Et il n’avait plus de visions.
Après le boulot, il emmena Billy au Chuck Wagon et commanda deux repas complets avec steaks. Billy proposa de payer la bière, mais Dan secoua la tête. « J’évite l’alcool en ce moment. Parce que, si je commence, je suis pas sûr de savoir où m’arrêter.
— Tu pourrais en toucher deux mots à Kingsley, lui dit Billy. L’alcool lui a valu un divorce il y a quinze ans. Il est nickel maintenant, mais sa fille refuse encore de lui parler. »
Ils burent donc du café en mangeant. Beaucoup de café.
Dan regagna sa chambre au deuxième étage d’Eliot Street, fatigué, le ventre plein de bonne bouffe chaude, et heureux d’être sobre. Il n’avait pas la télé dans sa chambre mais il lui restait la deuxième moitié de son livre de Sandford à terminer, et il s’y plongea pendant deux bonnes heures. Il gardait l’oreille aux aguets, guettant la reprise du vent, mais le vent ne se leva pas. Dan avait dans l’idée que la tempête de la nuit précédente était le dernier coup de sang de l’hiver. Ça lui convenait. Il se coucha à dix heures et s’endormit presque aussitôt. Sa visite matinale au Red Apple lui paraissait bien floue désormais, comme s’il y était allé sous l’emprise d’une fièvre délirante et que cette fièvre était maintenant passée.
18
Il s’éveilla au petit matin, pas parce que le vent soufflait mais parce qu’il avait envie de pisser comme un cheval dopé. Il se leva, se traîna jusqu’à la salle de bains et alluma la lumière près de la porte.
Le chapeau haut de forme était dans la baignoire et il était plein de sang.
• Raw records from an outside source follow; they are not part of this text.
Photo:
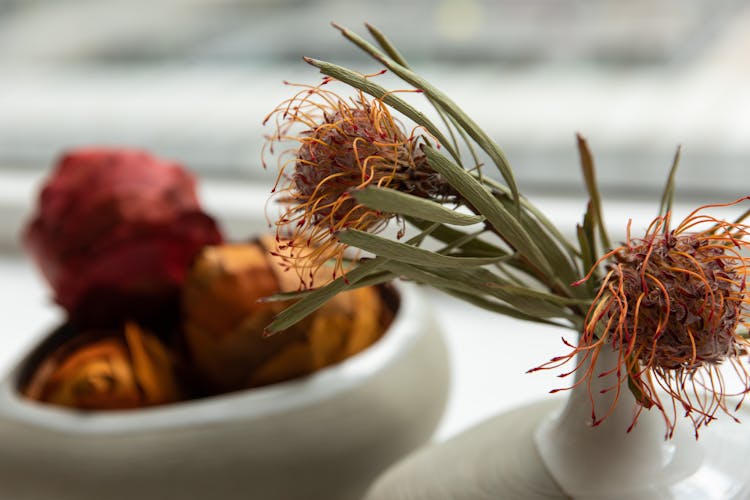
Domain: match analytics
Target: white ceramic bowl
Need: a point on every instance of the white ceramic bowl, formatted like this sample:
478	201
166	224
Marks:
325	436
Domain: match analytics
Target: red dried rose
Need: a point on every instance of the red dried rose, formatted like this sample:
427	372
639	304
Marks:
114	233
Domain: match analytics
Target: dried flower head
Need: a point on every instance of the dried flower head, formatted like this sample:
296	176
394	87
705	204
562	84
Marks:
343	146
671	304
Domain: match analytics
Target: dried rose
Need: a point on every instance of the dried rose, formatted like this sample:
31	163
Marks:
107	371
114	233
225	321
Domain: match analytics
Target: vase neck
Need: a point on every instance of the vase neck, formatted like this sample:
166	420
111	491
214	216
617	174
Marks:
590	455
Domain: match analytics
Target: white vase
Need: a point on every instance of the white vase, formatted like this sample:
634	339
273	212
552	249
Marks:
549	450
323	436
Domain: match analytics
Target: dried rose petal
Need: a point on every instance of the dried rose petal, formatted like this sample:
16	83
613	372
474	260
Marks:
114	233
224	320
108	370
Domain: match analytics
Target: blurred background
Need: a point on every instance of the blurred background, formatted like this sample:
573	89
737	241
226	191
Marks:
192	80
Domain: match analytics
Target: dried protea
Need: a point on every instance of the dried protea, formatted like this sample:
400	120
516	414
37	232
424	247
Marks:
672	305
344	145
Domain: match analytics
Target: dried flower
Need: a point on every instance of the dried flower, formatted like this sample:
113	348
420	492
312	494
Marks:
114	233
671	303
225	320
344	146
106	370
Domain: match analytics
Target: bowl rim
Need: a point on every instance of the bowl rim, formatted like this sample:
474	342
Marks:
411	321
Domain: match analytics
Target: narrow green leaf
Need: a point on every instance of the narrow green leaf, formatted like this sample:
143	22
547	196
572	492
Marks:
499	307
589	177
588	257
394	201
367	86
491	284
450	122
464	121
475	246
563	241
401	252
373	280
667	196
386	45
436	279
486	204
561	262
316	298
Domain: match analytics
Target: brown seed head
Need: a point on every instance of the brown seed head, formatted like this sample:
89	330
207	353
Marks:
674	304
343	146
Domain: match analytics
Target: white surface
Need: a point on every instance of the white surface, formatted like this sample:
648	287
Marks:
250	442
490	353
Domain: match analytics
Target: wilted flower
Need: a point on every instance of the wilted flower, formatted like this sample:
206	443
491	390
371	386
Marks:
106	370
671	304
114	233
224	320
343	146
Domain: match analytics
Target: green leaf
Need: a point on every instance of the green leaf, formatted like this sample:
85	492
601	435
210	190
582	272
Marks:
667	196
367	86
462	119
450	122
589	176
316	298
562	263
499	307
401	252
373	280
448	280
524	299
474	245
486	204
394	201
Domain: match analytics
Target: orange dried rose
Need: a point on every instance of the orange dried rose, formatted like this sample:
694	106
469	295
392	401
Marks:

« Non, dit-il. C’est un rêve. »
Un rêve double, peut-être. Ou triple. Ou même quadruple. Il y avait une chose qu’il n’avait pas dite à Emil Kemmer: qu’il redoutait de se perdre dans un labyrinthe de vies nocturnes fantômes et d’être incapable de retrouver la sortie.
Tout ce que nous voyons ou renvoyons n’est qu’un rêve dans un rêve.
Sauf que cette vision était réelle. Le chapeau aussi. Personne d’autre ne l’aurait vu, mais ça ne changeait rien. Le chapeau était réel. Il se trouvait quelque part dans le monde. Dan le savait.
Du coin de l’œil, il aperçut quelque chose d’écrit sur le miroir au-dessus du lavabo. Écrit au rouge à lèvres.
Je ne dois pas regarder.
Trop tard. Sa tête avait pivoté ; il entendit les tendons grincer dans son cou comme de vieux gonds rouillés. Et après ? Quelle importance ? Il savait ce que c’était. Mrs. Massey avait disparu, Horace Derwent avait disparu, solidement bouclés dans les coffres-forts qu’il gardait rangés tout au fond de son esprit, mais l’Overlook n’en avait pas encore terminé avec lui. Sur le miroir, écrit non pas au rouge à lèvres mais avec du sang, il y avait ce seul mot:
TROMAL
Et en dessous dans le lavabo, un petit T-shirt des Braves d’Atlanta maculé de sang.
Ça n’en finira jamais , pensa Danny. L’Overlook a brûlé et ses fantômes les plus terribles sont enfermés dans des coffres-forts, mais je ne peux pas enfermer le Don parce qu’il n’est pas juste à l’intérieur de moi, il est moi . Sans alcool pour les anesthésier au moins un peu, ces visions continueront jusqu’à me rendre fou.
Il voyait son reflet dans le miroir avec TROMAL flottant devant son visage, appliqué comme une marque au fer rouge sur son front. Ce n’était pas un rêve. Il y avait le T-shirt d’un enfant assassiné dans son lavabo et un chapeau rempli de sang dans sa baignoire. La folie guettait. Il pouvait la voir approcher dans ses grands yeux exorbités.
Et puis, comme le faisceau d’une torche dans le noir, la voix de Dick Hallorann: Fils, tu vois peut-être des choses, mais c’est comme les images dans un livre. Tu n’étais pas sans défense à l’Overlook quand tu étais petit et tu n’es pas sans défense aujourd’hui. Loin de là. Ferme les yeux, et quand tu les rouvriras, toutes ces horreurs auront disparu.
Il ferma les yeux et attendit. Il essaya de compter les secondes mais ne put aller au-delà de quatorze avant que les nombres se perdent dans le tumulte rugissant de ses pensées. Il s’attendait presque à sentir des mains — peut-être celles de la femme au chapeau — se refermer autour de sa gorge. Mais il resta debout là. De toute façon il n’avait nulle part ailleurs où aller.